Saturday, November 6, 2010

Pigliucci Crosses Disciplines

On the latest Point of Inquiry podcast, Massimo Pigliucci showed up to discuss the demarcation problem -- an issue in the philosophy of science -- but actually spent the entire time discussing aspects of the sociology and psychology of science.

Again and again he moved from the philosophy to phrases like "but that's not how scientists actually work." For example, he illustrated his argument against Popperian falsifiability by mentioning the SETI project and the Drake Equation -- these are, he said, scientific endeavors that are not falsifiable. By that he means to say that SETI, informed in part by the Drake Equation, seems prepared to continue its search for extraterrestrial life indefinitely, no matter how many weeks, months, and years pass without finding any.

The Drake Equation is an inference that's meant to give some broad boundaries to the probability of intelligent extraterrestrial life. Though its input parameters are subject to some dispute, it yields testable claims about reality with any set of parameters. When Carl Sagan walked us through it on one of the episodes of Cosmos, he arrived at the answer of ten. On this version of the equation, there are either ten or not-ten instances of intelligent alien life.

The difficulty of testing this inference -- or any other specific inference drawn, in whole or in part, from the Drake Equation -- owes to the prosaic fact that outer space is huge and human beings have only begun exploring it. Our galaxy alone is 100,000 light years in diameter and another 1,000 light years in thickness. If SETI keeps looking for alien life next month despite a November yielding no newly-discovered little green men, it is not because they have moved the philosophical goalposts, but because, as a matter of contingent sociological-historical fact, they have only the tools they have, and the tools they have are paltry when set against the scale of the search.
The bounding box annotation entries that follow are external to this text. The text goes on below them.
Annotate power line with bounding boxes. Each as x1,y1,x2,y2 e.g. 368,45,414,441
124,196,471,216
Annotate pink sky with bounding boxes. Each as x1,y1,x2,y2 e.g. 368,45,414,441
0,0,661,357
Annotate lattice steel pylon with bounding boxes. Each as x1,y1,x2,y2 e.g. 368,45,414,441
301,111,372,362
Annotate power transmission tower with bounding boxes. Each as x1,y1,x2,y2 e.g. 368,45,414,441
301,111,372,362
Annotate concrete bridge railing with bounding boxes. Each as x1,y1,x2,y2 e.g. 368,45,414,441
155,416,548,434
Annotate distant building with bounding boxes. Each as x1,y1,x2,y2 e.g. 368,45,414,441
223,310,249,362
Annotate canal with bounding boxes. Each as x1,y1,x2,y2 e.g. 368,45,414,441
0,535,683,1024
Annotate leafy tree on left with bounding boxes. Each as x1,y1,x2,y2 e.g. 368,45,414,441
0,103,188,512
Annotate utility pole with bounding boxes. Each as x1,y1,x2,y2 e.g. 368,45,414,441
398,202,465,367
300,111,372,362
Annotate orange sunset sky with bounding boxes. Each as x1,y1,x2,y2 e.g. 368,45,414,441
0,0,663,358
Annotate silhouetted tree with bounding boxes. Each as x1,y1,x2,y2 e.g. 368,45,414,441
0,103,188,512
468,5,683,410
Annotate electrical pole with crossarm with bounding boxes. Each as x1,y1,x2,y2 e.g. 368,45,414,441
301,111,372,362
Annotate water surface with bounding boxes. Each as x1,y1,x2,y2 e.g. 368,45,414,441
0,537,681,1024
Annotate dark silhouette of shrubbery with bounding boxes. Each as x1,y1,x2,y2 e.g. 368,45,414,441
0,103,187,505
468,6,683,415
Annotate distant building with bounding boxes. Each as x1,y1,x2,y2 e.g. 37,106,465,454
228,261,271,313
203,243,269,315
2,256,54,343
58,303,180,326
With or without any version of the Drake Equation, it is a muddle to use the SETI project as a stand-in for science. We wouldn't look at sad old men walking along a beach hunting for coins with metal detectors and think "science epitomized!" SETI is a more advanced, more expensive, more sophisticated, higher-stakes version of that. The search for a cure for breast cancer lies somewhere between these.

These are searches, and searching for things is only one of the practices of science. All of them are informed by scientific knowledge and aided by current technology, and each is stuck in a particular historical moment and its limitations (political, economic, psychological, technological, historical, social, and so on). The way they're carried out in day-to-day practical terms has little bearing on the philosophy of science -- little bearing, that is, on the "pure" questions with which philosophy deals -- and a philosopher of science, as Pigliucci is, should clarify this rather than muddle it.